神経変性疾患の研究分野において、NOTCH2NLC(N2C)遺伝子内のGGCリピート配列の異常な伸長は近年注目を集めています。この異常リピート伸長は、神経核内封入体病(NIID)、パーキンソン病(PD)、前頭側頭型認知症(FTD)、および本態性振戦(ET)など、複数の神経変性疾患と関連していることが報告されています。一般的に、健康な人のGGCリピート数は30回以下ですが、60回を超えると病的とされ、130回以上のリピートを持つ患者も少なくありません。

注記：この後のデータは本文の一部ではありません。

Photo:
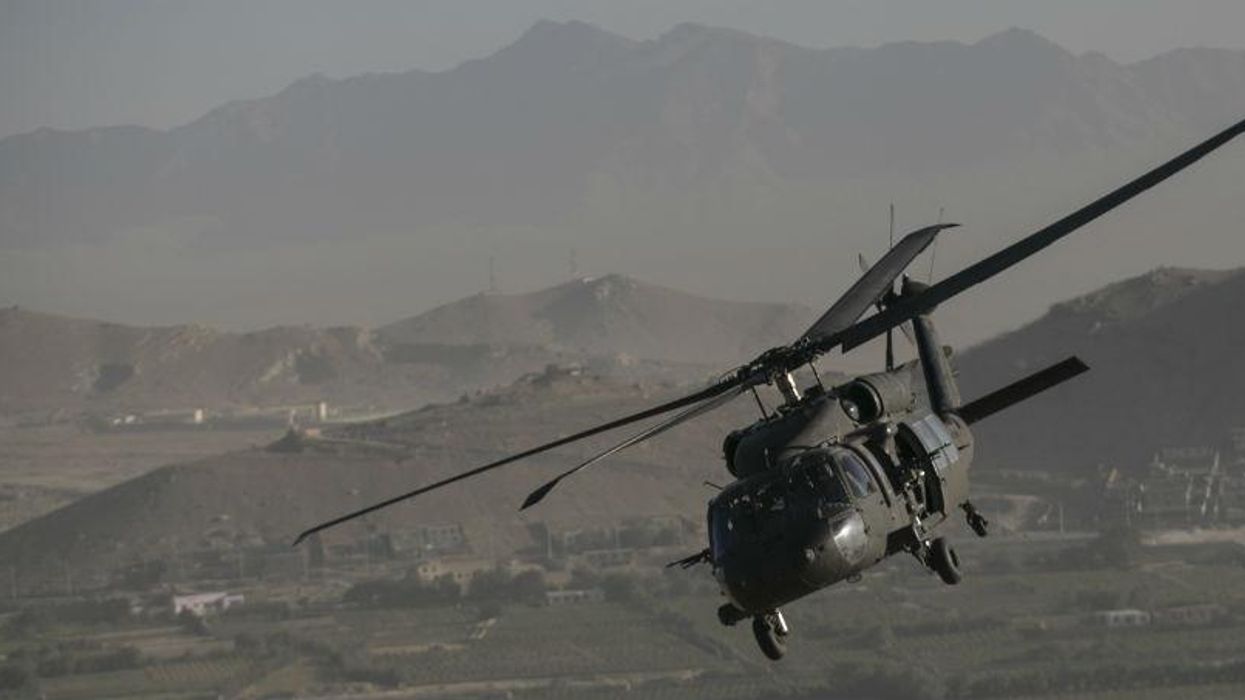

特筆すべきは、一部のPD患者において、GGCリピート内にAGC(セリンをコード)挿入が認められる点です。中程度(41~64回)のGGCリピートを持つPD患者におけるAGC挿入の頻度は、NIID患者の約3倍にのぼり、AGC挿入およびリピートサイズがPDの発症に関与する可能性があると考えられています。さらに、近年の研究では、N2C-GGCリピート由来のポリグリシン(polyG)タンパク質が神経毒性を促進することが示されていますが、セリン挿入を伴う中程度リピートの機能的影響についてはこれまで不明でした。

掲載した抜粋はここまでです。